I suspect it more likely, however, that this paper was submitted to at least some major American journals and then turned down because of damning comments by peer reviewers from the US PTSD research establishment, which has been energetic in its attacks on any findings that contradict with its own, much higher assessment of rates. I’d love to hear a more plausible explanation of why these studies ended up at BMJ. But even such an explanation wouldn’t really explain why these studies are going so roundly ignored here in the U.S.

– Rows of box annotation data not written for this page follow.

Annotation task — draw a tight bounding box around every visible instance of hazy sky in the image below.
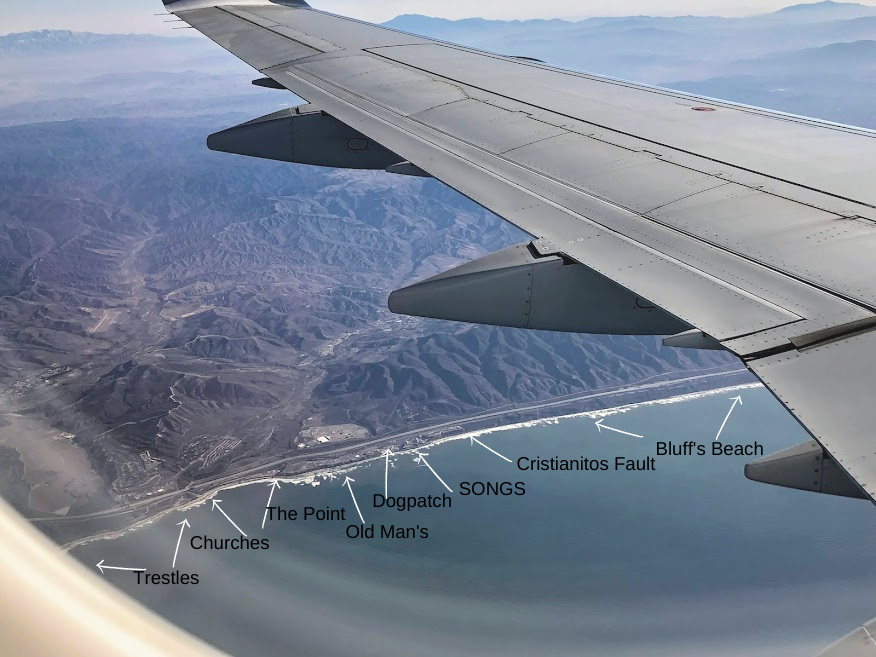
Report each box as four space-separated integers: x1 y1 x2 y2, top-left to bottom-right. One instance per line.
0 0 876 35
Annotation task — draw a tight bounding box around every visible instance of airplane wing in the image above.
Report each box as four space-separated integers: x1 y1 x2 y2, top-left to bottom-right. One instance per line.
166 0 876 508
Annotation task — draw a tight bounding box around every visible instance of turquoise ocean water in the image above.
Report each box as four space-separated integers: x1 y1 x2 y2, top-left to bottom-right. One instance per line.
74 388 876 657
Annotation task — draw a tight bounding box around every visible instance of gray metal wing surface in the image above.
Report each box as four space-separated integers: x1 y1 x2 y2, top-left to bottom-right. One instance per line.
167 0 876 508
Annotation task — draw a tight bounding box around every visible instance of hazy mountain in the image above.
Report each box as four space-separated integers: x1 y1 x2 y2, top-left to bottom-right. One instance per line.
0 30 200 56
0 3 876 534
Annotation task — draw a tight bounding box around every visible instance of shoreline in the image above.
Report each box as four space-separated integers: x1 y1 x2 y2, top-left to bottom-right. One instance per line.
59 382 763 553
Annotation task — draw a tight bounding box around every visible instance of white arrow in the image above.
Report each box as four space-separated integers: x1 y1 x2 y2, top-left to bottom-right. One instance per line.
417 452 453 493
97 559 146 574
171 520 191 568
596 419 644 438
262 481 280 529
383 450 393 497
213 500 246 536
469 436 512 463
344 477 365 525
715 395 742 440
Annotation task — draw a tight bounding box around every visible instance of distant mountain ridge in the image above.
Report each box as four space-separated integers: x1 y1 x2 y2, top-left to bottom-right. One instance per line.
0 30 196 55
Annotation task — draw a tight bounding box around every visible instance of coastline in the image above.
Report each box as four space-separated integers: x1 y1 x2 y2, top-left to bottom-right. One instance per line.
60 383 763 552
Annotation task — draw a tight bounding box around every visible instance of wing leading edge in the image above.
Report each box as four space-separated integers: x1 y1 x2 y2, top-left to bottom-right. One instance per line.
166 0 876 501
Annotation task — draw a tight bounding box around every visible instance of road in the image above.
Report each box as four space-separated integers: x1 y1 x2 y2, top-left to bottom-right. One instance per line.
31 368 745 524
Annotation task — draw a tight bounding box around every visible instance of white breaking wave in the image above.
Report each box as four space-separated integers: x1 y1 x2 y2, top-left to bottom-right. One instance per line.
63 383 763 551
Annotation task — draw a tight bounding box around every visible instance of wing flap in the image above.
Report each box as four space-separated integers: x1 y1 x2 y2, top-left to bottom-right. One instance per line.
748 327 876 499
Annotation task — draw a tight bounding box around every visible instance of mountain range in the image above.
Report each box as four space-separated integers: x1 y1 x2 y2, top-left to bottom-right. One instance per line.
0 3 876 538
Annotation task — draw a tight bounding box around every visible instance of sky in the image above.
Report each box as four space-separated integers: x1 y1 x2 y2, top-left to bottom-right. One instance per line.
0 0 876 35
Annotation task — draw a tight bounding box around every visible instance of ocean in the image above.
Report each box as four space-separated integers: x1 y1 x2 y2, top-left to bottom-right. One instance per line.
73 387 876 657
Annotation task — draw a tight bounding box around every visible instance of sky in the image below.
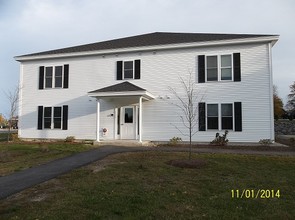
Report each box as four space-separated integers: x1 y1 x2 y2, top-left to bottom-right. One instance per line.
0 0 295 115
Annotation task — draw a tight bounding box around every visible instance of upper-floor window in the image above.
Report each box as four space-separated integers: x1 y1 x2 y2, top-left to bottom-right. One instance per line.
207 103 233 130
123 61 134 79
206 55 233 82
39 64 69 89
117 60 141 80
198 53 241 83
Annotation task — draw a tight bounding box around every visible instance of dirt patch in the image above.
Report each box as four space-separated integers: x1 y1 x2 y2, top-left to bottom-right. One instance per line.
89 158 126 173
166 159 207 169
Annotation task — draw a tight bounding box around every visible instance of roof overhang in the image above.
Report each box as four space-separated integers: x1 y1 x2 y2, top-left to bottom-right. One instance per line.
88 91 155 100
14 35 279 62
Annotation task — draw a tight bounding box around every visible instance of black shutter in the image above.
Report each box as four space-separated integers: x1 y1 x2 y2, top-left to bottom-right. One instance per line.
198 55 205 83
199 102 206 131
37 106 43 130
234 102 242 131
64 64 69 89
62 105 69 130
117 61 123 80
134 60 140 79
39 66 44 89
234 53 241 82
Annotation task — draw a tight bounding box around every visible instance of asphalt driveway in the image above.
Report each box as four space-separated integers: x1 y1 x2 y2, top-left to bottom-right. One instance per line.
0 146 295 200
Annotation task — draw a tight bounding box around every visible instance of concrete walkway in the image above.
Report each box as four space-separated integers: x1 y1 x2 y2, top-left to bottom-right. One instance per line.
0 146 295 200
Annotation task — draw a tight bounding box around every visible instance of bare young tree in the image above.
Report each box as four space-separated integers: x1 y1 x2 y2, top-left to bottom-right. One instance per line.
4 86 19 141
168 71 204 159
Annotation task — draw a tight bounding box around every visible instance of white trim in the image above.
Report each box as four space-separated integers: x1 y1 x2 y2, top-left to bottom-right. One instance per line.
96 99 100 142
14 35 279 62
268 43 275 140
138 96 142 143
88 91 155 100
205 53 234 83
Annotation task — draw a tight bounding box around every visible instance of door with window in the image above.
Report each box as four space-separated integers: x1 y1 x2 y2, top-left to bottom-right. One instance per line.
121 106 136 139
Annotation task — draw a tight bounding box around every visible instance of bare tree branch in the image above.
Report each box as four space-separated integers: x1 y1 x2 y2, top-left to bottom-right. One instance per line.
168 71 204 158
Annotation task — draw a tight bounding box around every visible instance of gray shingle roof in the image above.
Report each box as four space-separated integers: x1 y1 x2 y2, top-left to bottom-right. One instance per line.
19 32 275 57
89 82 146 93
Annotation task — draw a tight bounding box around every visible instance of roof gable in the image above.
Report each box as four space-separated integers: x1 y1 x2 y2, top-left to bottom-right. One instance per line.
19 32 275 57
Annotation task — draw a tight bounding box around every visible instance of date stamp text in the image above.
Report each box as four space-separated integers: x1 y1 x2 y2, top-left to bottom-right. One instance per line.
231 189 281 199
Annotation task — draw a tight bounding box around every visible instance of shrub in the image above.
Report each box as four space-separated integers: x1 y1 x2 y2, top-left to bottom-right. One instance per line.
210 130 228 146
10 133 19 142
258 139 272 147
65 136 75 143
289 138 295 147
169 137 182 145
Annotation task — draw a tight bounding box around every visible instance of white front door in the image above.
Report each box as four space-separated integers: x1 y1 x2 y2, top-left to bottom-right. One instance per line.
121 106 136 139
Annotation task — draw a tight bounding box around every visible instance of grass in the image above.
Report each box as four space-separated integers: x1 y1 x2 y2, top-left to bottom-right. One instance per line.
0 151 295 219
0 142 92 176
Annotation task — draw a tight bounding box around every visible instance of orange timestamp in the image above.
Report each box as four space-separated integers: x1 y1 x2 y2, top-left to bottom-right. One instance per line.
231 189 281 199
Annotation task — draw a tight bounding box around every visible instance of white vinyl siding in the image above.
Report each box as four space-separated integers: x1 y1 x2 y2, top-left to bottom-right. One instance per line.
19 43 273 142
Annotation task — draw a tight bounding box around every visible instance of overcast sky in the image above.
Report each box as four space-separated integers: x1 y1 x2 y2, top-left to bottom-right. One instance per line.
0 0 295 117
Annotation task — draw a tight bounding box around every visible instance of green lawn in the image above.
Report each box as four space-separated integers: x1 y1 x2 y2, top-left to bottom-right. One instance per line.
0 151 295 220
0 142 92 176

In any case, these findings on gross health-status predictors for PTSD risk should in theory be helpful aside from arguments about overall rates. It’s a shame this finding — and many others from this robust long-term study — is getting neglected.

Does TV make you hyper? dumb? lazy? distracted? What was the question?

Jim Schnabel has an interesting story at Nature, free to all viewers, on the tetchy difficult of assessing how TV affects kids. I’ve often wondered whether the rise in ADHD diagnoses was due at least partly to TV. This story looks at a researcher who — amazed at how riveted his infant son was by TV — found this seems to be the case.

Christakis decided to try to address these questions with research. Together with several colleagues, he examined a database called the National Longitudinal Survey of Youth. After analysing some 1,300 children for whom the appropriate data were available, they found that on average, a child who had watched two hours of television per day before the age of three was 20% more likely to have attentional problems at the age of seven, compared with a child who had watched none.

That was back in 2004, in a study in Pediatrics. Christakis then did a follow-up, drawing on a different long-term sample, showing that

the link to later attentional problems was particularly strong for cartoons and other entertainment programmes watched before the age of three. For educational programs, such as the gently paced US series Mister Rogers Neighborhood, they found no such link.

(Mister Rogers. Man could do no wrong.)

Sounds pretty conclusive, no? But the story goes on to describe how foggy and inconclusive the research on TV is — partly because too few studies get follow-up, and because funding them is surprisingly difficult. The logical problems are pretty complicated. And in addition, any talk of regulating TV content — or even studying the facts — runs into freedom of speech issues.